Un «mix» de sucres et de graisses à l’origine de l’obésité
Comme bien d’autres experts, Nathalie Farpour-Lambert, pédiatre et présidente de l’Association européenne pour l’étude de l’obésité, affirme haut et fort que «les sucres ont été oubliés dans la bataille contre l’obésité pendant un certain temps et cela doit changer». Mais elle ajoute aussitôt qu’il ne faut pas pour autant négliger «le rôle de certaines graisses délétères comme l’huile de palme, également très présente dans les produits transformés».
L’obésité, maladie chronique des tissus adipeux, a en réalité de multiples origines, qui sont loin d’être toutes élucidées: prédispositions génétiques, malnutrition, sédentarité, troubles psychologiques, manque de sommeil, obésité, diabète spécifique pendant la grossesse, microbiote intestinal, médicaments, etc. Et d’après le nutritionniste et chercheur Arnaud Basdevant, «la recherche actuelle se concentre plus particulièrement sur les causes non caloriques de la prise de poids. Nous étions centrés sur les comportements individuels. Nous sommes passés à l’étude des processus environnementaux».

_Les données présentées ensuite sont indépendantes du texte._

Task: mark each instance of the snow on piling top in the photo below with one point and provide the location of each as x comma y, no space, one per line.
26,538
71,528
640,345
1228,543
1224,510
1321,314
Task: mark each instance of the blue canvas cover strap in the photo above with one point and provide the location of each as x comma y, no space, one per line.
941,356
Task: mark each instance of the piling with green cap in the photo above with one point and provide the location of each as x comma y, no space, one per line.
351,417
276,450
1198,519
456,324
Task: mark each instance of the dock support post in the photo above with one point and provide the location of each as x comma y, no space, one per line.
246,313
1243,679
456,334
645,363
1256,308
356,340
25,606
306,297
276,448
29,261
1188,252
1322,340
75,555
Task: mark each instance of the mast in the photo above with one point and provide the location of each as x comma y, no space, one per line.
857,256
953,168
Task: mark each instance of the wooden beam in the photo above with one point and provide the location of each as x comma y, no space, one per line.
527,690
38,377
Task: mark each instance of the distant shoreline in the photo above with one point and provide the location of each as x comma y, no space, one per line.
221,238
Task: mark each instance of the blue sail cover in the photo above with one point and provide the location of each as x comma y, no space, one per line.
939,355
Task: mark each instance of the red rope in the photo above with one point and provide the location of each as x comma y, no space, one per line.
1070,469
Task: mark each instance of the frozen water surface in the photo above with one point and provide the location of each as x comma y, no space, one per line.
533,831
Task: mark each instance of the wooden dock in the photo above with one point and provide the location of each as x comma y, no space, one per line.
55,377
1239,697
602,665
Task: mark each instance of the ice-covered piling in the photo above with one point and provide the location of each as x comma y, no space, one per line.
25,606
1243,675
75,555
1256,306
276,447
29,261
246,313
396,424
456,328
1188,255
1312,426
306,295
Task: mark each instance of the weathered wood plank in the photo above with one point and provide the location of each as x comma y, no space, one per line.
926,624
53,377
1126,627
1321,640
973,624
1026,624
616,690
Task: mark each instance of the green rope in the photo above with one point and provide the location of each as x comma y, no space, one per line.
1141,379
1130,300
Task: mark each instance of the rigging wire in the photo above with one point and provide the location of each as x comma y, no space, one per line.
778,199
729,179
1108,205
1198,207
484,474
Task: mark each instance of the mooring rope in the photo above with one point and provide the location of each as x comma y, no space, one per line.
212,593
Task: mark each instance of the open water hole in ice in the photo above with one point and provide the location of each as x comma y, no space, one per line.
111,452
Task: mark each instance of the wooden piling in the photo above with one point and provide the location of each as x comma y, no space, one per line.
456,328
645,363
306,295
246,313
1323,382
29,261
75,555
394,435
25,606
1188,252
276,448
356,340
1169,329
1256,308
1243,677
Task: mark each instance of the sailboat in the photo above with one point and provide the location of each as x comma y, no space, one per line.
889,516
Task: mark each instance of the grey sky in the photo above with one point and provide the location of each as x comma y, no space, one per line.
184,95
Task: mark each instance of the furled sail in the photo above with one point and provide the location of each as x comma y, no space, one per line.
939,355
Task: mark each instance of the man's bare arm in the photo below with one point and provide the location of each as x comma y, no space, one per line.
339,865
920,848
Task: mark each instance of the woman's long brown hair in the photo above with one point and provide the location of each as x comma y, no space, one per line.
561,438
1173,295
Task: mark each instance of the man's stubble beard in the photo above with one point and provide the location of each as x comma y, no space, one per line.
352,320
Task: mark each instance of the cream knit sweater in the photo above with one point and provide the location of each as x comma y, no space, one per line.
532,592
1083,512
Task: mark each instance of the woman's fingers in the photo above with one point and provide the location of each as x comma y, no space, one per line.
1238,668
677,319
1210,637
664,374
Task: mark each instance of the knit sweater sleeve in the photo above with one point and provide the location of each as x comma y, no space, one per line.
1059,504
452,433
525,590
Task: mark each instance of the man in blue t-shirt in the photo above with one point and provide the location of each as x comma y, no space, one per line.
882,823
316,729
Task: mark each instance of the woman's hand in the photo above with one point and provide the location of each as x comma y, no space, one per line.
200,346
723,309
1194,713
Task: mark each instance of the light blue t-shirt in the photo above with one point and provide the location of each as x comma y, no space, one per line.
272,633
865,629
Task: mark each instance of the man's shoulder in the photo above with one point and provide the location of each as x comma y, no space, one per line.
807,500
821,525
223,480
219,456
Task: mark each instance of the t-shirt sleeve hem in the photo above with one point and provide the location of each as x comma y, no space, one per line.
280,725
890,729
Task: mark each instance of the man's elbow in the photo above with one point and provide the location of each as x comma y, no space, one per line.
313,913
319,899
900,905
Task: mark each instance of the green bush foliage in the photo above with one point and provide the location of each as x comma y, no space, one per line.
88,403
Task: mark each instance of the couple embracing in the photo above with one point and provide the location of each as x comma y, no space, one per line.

Le sucre participe à l’obésité, mais il n’est pas le seul
A force de se remplir de graisse, les cellules qui emmagasinent nos réserves augmentent de volume
On sait ainsi qu’à force de se remplir de graisse, les cellules qui emmagasinent nos réserves – les adipocytes – augmentent de volume puis finissent par recruter des cellules vides capables d’en faire autant. Résultat: si le tour de taille augmente, c’est tout à la fois par augmentation du volume et du nombre des adipocytes. Or il se pourrait que, en plus des nutriments, des infections, des problèmes nerveux voire des polluants participent à ce dernier processus.
Autre piste suivie depuis peu par les chercheurs: cibler les nombreuses cellules qui ne sont pas des adipocytes, mais qui peuplent les deux tiers du tissu adipeux. On y trouve des cellules souches, des cellules vasculaires, des cellules du système de défense immunitaire, etc. Leur présence témoigne des multiples fonctions du tissu adipeux. Outre stocker des graisses, il est à même d’adresser des signaux au système nerveux central, au foie, aux muscles, au cœur, aux vaisseaux, au système immunitaire ou encore à l’intestin. Ce dialogue est mis à mal en cas d’obésité et une inflammation chronique s’installe dans l’organisme, contribuant au développement du diabète de type 2 et des maladies cardiovasculaires. Si le sucre nous rend obèse, il n’agit donc pas seul.